I am laughing with the sheer energy and high of it.
It was perfect September that day on the Deerfield river: warm in the sun and breezy, and the leaves just turning here and there in a tinge of red or yellow. The raft held six of us — the guide, a couple from Connecticut, their son and his partner from California, and me.
The river banks rose to unbroken green hills, crossed here and there by a railroad bridge, and a freight train stretched high up along the bank, not far from the eastern end of the Hoosic Tunnel.
This was my first white-water rafting trip. I’ve drifted on a river before, and in a flat calm, with plenty of time, I can persuade a kayak or a wooden dinghy to go where I want to. But currents and obstacles need more skill to handle, and I’m afraid of speed.
On a beginning trip with Zoar Outdoor, the river slung and doused us enough to exhilarate us, and our guide, assistant rafting manager Michael Parker, kept us relaxed.
Rafting manager Brian Pytko, who paddled his kayak alongside us for the trip as a safety boat, told me in summer they take as many as 130 people at a time and start splash fights among the rafts.
In fact, he makes relaxing a priority.
“I can teach anyone how to guide a raft,” he said. “I can’t teach them how to have a good time.”
‘In summer they take as many as 130 people at a time and start splash fights among the rafts.’
He can’t teach a guide how to talk with a troupe of Girl Scouts one day and a bachelor party the next.
“It’s not ‘can they catch this eddy or ride this wave,’” he said. “The staff who do well here enjoy meeting half a dozen people a day and pick up what kind of experience a family is looking for.”
In one deep place, we went swimming. Fully clothed and strapped into an orange vest, I slid into the water and re-learned what it meant to float in a life jacket. I tipped my head back and spread my arms. The water was cool, and I could drift without even the slight effort of a back float.
We drifted down river and talked about our lives. We fell silent as a blue heron coasted onto a branch or a family of mergansers flapped in the shallows, black and white ducks with coppery crests.
Parker steered our boat from the stern, using his paddle as a rudder, and Pytko’s kayak sheered away with a deft slant of the blade and a line of foam. Parker told us about play kayaks built for doing tricks like somersaults.
I felt some sense, from this distance, of how much a good kayaker can do.
We went through our one class three rapid in a zig zag between boulders, steering straight at the first, pivoting off the bow and swinging backwards through the gap. My seat tilted upward, and I landed slithering in the bottom of the boat in a pool of water. Imagine that in a kayak, with little more between you and the water than a plastic skin. We could simply whirl and shout while Parker steered us through.
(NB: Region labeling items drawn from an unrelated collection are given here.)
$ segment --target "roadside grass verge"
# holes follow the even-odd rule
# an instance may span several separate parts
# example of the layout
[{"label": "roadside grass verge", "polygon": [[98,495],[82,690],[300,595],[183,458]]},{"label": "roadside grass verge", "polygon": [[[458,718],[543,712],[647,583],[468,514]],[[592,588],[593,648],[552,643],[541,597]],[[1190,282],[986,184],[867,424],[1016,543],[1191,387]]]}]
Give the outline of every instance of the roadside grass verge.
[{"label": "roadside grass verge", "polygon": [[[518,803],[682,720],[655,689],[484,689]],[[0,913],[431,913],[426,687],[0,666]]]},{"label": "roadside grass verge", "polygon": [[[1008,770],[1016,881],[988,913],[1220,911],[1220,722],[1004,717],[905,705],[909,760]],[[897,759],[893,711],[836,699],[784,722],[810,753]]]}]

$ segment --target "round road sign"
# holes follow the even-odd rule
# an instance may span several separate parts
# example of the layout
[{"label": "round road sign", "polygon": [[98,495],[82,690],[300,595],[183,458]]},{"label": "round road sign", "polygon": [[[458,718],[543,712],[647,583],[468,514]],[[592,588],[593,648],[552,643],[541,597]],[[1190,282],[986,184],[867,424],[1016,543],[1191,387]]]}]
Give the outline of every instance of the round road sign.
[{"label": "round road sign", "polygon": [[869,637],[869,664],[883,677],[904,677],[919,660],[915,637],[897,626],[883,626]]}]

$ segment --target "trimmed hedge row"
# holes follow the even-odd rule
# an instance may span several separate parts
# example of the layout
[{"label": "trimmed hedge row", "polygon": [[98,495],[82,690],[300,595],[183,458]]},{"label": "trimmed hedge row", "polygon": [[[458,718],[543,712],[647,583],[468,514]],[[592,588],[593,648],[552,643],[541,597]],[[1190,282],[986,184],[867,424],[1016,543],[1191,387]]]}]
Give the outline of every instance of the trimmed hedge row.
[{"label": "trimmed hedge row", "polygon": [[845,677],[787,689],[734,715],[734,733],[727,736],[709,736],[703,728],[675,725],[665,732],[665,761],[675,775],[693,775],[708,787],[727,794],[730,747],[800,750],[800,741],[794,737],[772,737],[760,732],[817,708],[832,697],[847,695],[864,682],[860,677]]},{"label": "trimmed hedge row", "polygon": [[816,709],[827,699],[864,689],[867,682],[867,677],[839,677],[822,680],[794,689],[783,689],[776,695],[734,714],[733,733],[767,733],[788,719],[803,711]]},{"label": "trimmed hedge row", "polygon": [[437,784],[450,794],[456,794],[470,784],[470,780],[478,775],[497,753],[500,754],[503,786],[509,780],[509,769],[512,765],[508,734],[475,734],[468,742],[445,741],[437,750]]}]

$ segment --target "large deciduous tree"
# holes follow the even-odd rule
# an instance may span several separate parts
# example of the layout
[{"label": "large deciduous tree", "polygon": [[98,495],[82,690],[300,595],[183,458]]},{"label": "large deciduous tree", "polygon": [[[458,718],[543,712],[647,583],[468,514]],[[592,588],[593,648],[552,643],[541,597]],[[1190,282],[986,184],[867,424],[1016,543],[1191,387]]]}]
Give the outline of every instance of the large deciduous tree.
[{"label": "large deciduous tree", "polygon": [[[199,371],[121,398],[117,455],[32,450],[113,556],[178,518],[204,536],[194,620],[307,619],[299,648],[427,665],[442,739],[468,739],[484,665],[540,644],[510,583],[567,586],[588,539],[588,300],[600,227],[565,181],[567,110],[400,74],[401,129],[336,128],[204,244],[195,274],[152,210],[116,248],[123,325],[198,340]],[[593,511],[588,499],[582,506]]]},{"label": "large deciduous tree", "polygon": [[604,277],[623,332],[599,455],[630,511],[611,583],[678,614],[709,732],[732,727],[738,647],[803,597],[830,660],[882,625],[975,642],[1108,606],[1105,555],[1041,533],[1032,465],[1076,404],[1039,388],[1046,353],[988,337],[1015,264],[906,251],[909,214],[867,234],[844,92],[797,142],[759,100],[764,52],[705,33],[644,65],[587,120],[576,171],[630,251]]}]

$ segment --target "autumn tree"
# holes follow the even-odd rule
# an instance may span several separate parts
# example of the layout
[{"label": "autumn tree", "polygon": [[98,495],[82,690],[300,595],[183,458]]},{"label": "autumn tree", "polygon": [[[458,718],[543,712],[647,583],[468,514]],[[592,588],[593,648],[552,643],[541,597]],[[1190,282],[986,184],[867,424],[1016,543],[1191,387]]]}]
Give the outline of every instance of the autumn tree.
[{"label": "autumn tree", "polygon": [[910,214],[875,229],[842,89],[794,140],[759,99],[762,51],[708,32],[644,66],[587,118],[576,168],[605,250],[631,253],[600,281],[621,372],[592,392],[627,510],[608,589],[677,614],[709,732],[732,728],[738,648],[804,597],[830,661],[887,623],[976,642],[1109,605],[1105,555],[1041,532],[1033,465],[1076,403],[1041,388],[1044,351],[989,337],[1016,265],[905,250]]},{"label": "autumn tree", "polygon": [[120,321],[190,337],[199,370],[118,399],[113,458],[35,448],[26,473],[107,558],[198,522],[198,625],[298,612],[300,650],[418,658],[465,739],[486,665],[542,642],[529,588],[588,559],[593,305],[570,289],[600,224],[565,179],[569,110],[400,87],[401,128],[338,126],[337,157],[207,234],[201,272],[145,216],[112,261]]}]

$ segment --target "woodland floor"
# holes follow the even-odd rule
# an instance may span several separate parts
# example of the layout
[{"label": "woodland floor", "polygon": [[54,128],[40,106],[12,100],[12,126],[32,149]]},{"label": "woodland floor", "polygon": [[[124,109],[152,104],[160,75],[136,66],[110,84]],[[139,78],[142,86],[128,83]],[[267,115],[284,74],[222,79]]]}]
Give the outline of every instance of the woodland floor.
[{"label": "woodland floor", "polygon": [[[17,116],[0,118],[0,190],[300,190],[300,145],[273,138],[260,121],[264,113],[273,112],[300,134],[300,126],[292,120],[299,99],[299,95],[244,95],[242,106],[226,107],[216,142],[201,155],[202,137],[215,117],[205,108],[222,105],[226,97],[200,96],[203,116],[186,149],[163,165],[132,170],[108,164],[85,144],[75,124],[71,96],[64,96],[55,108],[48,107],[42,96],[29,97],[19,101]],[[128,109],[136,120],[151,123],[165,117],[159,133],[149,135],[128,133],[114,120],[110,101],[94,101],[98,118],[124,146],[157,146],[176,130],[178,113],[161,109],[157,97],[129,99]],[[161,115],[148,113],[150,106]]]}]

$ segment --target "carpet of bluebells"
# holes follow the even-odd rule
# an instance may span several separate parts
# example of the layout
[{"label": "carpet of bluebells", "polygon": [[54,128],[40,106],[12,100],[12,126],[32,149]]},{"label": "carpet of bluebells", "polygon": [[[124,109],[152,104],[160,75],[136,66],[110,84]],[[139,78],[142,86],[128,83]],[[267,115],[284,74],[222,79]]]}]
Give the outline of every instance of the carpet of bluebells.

After that the smaller rapids felt tamer, and I managed to keep my balance when we steered deliberately into a boulder. I thought of riding a horse over a hunter jump: Sit up straight and look over the hump, not at it. It worked.
Rafting also reminds me of riding because the rhythm of movement absorbs and soothes me. For these few hours, all that matters is the sweep of the paddle, the pull and smell of the river, the tense and release of muscle in the shoulders and the movement of the current.
“Everything’s fine when you reach the water,” Pytko said. “Most people who are nervous aren’t nervous after the first 10 minutes.”
He’s right. One splash and I’m hooked.
The water level in the river seemed relatively low at times, and I kept my feet up away from the rocky river bottom.
“The bottom is always changing,” said rafting manager Brian Pytko. “This river is shallow. There are 10- or 15-foot holes, and other areas are four inches deep.”
At the dry end of a dry summer, rivers run low, he said, and right now this one gets enough water to float the rafts from one of the 10 hydroelectric power companies along the Deerfield River. The company has a lease with the state that guarantees regular releases of water into the river for recreation. So we launched within sight of the dam and rode a release of water downstream.
Weather raises and lowers the water level as well.
“One storm can change things,” Pytko said. “The trees aren’t sucking up as much water,” not in the fall, at this time of year.
But a good rain can make a difference fast. When hurricane Irene came through, he said, it swept Zoar’s raft barn into the trees down the road and scattered kayaks and equipment as far as Holyoke.